Опубликовано в журнале Звезда, номер 7, 2021
Валерий Трофимов. Ночное зрение. СПб.: НП-Принт, 2021
Валерий Трофимов — поэт, этим и интересен. А для любителей наводить биографические справки интересен вдвойне — уже хотя бы тем, что в миру он — врач-психиатр. Стихотворец сосуществует в нем со специалистом по безумию — специалистом отнюдь не рядовым, что косвенно подтверждается внушительной профессиональной титулатурой (президент Ассоциации аналитических психологов России, директор Института аналитической психологии и т. д.).
Вопрос, как в одной голове сосуществуют два, казалось бы, параллельных способа мышления — естественно-научный и гуманитарный, некоторое время, возможно, и занимает читателя, но по мере путешествия по страницам «Ночного зрения» отпадает. Книга, в которую вошли стихотворения, написанные за более чем сорокалетний период, может рассматриваться как доказательство несостоятельности примитивной базаровской или, если угодно, невзоровской картины мира, держащейся на ветхих подпорках вульгарного материализма. На самом деле мир многомерен, непостижим и непредсказуем, говорит нам автор негромким голосом своего лирического субъекта.

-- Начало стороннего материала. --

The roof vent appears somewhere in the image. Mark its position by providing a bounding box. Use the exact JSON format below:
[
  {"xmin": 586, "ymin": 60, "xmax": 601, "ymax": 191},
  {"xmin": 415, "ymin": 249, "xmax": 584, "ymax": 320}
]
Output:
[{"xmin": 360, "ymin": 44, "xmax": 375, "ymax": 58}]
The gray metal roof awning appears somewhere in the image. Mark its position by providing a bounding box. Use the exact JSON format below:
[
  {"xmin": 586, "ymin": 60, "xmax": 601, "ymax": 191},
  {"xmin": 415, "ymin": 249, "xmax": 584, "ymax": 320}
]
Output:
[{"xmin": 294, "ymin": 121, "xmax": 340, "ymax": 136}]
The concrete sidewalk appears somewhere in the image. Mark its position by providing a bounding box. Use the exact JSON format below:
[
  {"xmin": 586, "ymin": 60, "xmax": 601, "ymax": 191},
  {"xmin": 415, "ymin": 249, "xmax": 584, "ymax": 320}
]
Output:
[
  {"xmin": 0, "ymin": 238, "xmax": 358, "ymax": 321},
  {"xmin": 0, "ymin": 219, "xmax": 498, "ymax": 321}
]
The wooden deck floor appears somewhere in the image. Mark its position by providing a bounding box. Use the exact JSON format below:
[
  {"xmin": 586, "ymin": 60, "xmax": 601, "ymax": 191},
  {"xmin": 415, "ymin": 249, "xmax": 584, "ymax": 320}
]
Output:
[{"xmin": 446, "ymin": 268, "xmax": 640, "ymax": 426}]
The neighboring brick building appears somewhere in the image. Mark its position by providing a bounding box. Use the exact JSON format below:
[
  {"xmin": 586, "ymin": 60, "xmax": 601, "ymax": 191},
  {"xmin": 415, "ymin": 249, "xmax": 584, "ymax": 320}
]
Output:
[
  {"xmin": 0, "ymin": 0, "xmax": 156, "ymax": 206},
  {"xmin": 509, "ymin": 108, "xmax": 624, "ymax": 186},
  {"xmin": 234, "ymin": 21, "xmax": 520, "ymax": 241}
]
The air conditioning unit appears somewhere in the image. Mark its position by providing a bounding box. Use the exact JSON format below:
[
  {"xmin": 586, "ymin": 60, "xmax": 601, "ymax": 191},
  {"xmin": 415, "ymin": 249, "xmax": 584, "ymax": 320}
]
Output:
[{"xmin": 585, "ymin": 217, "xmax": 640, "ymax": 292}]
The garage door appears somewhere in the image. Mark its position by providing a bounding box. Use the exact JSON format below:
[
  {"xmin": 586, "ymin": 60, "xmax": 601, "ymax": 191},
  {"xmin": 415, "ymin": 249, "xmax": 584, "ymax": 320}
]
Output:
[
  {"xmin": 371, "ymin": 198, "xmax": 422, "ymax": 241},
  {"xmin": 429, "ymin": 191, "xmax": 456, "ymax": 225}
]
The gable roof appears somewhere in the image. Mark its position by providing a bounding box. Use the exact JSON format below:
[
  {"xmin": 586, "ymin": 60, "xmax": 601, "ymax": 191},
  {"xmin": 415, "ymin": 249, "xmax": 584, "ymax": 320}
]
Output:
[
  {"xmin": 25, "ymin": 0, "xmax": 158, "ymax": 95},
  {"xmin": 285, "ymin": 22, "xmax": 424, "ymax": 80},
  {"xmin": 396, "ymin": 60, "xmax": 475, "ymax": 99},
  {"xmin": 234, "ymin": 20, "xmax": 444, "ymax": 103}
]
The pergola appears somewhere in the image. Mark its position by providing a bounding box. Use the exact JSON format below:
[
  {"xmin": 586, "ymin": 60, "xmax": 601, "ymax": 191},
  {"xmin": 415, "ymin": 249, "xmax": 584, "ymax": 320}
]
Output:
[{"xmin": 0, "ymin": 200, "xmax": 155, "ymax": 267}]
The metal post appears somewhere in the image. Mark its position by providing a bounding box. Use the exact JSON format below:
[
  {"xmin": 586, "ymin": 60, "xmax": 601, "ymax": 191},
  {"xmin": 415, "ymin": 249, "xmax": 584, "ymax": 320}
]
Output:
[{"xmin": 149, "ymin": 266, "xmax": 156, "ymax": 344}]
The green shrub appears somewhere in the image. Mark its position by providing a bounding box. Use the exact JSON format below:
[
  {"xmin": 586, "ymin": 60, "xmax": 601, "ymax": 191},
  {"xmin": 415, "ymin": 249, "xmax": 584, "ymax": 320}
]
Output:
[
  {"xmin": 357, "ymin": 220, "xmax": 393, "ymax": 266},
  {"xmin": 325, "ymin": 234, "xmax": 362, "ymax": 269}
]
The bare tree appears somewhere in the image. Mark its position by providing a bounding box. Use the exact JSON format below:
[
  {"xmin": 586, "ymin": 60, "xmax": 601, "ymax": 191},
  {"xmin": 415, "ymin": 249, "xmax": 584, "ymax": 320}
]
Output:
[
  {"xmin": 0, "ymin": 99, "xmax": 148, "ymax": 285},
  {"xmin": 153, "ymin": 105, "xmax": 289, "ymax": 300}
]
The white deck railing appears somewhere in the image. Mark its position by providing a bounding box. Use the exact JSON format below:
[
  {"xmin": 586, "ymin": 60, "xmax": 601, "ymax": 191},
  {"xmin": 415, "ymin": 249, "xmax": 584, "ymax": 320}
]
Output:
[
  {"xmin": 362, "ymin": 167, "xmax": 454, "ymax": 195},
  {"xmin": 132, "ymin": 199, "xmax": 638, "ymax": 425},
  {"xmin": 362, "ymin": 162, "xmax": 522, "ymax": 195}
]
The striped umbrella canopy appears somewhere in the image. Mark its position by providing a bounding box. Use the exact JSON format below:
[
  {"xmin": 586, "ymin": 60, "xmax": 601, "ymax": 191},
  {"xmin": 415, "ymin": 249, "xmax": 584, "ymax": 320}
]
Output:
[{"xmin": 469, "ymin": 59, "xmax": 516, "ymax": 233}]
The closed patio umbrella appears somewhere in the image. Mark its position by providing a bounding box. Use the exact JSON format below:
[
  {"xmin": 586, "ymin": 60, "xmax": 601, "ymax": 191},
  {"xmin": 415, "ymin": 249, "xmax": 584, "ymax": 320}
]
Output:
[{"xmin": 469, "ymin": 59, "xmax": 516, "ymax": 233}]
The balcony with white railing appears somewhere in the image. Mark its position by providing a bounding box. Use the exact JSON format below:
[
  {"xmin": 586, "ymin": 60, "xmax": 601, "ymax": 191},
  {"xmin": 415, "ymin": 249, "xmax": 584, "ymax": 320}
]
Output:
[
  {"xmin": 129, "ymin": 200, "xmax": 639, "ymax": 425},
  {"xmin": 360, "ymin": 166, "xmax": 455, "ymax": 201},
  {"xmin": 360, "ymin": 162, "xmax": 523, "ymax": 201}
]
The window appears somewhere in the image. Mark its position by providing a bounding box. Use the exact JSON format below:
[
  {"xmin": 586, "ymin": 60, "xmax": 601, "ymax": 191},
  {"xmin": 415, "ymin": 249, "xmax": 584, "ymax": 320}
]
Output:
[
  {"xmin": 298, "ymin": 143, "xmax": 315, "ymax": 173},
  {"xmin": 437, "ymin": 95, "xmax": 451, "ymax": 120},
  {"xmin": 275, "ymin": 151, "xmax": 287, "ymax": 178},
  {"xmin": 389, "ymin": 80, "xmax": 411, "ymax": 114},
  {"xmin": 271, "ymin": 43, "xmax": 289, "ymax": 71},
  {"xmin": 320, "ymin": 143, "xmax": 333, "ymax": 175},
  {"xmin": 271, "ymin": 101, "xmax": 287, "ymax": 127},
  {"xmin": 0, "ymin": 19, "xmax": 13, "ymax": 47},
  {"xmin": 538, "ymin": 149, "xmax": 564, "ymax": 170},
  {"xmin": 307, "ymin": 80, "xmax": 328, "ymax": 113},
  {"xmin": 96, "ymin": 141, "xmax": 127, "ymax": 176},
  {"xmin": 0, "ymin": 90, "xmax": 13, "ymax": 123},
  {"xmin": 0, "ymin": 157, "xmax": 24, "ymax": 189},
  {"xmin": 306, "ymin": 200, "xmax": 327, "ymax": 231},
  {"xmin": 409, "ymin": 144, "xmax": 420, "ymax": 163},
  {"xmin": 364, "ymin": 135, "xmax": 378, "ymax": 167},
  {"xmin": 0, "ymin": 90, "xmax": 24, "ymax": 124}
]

Многомерен и человек. Он всякий раз оказывается шире, объемнее самого себя — своей физической и социальной природы. И если врач лечит тело и душу, то «болящий дух врачует песнопенье», как сказал Баратынский, которого Трофимов вместе с Тютчевым и Арсением Тарковским не случайно включает в свою литературную генеалогию. Он — продолжатель той линии (если не сказать школы) русской лирики, которую можно с известной долей условности назвать метафизической.
Метафизика — буквально «то, что после физики», то есть то, что пребывает за пределами материального. И если наука о душевных недугах имеет дело с мозгом, то есть с физикой тела, материальным седалищем души, то поэзия — попытка заглянуть дальше, за занавес эмпирически постигаемого мира. Это заглядывание и составляет значительную часть лирических опытов автора «Ночного зрения», определяющего свой творческий метод как «метафизическую поэтическую рефлексию».
Чаще всего там, за занавесом (как, впрочем, и по эту сторону), — тьма. Но тьма не равна небытию. Не стоит торопиться объявлять несуществующим то, чего мы не видим в силу собственной ограниченности. В предисловии практикующий юнгианский аналитик Трофимов цитирует классика-кормильца: «Человек становится просветленным не потому, что представляет себе фигуры из света, а потому, что делает тьму сознательной». Осмыслить неосмысляемое, преодолеть страх темноты, в том числе темноты внутри себя, — вот задача, достойная сорокалетнего труда. Писание стихов для лирического субъекта Трофимова —героя-одиночки с трагическим мироощущением — это попытка ночного зрения. «Для меня, как и для древнего человека, поэтическая речь —это особая речь, отражающая особое, расширенное состояние сознания, а сама поэзия направлена на постижение тайны сущего, на диалог между внутренним и внешним миром…» — пишет о себе автор.
Поэзия необязательно должна быть глуповатой, но хорошо, если она по-детски внимательна, ранима и склонна удивляться. А с удивления, как известно, начинаются и философия, и философская лирика. И если кого-то смущают слова «душа», «дух» и «Бог» в современных стихах, то в случае с Трофимовым эти переживания излишни. Человеку, проводившему ночи в прозекторской, спускавшемуся в глубины человеческого безумия, и не такое позволено. И вообще, ему доверяешь как будто больше, чем рафинированному гуманитарию. Созерцание крайней степени человеческой мизерабельности — распадающегося мертвого тела и угасшего рассудка — одних может убедить в тщетности и конечности всякого смыслового поиска, других — и в их числе Валерий Трофимов —в том, что искать прочное основание бытия следует в области того, что «после физики», на территории «сознательной тьмы». Именно туда, по-видимому, устремляется непостижимый, чуждый бытовому, социальному модулю человека дух, временно пересидевший свой земной срок в первом попавшемся материальном коконе: «Он знает то, чего не знаю я. / Он в качестве непрочного жилья / Однажды выбрал кровь мою и плоть / И дал взамен — пустых надежд щепоть. // Еще дал право — в утешенье мне — / Сгореть втихую на скупом огне / Служенья без поблажек и похвал. / Но для чего все это — не сказал».
Нигде, ни в чем не найти прочных гарантий «присутствия духа», объективных доказательств того, что в человеческом существовании есть хоть какой-то смысл. Каждый ищет сам. А поиски — если они честны и упорны —всегда вознаграждаются результатом.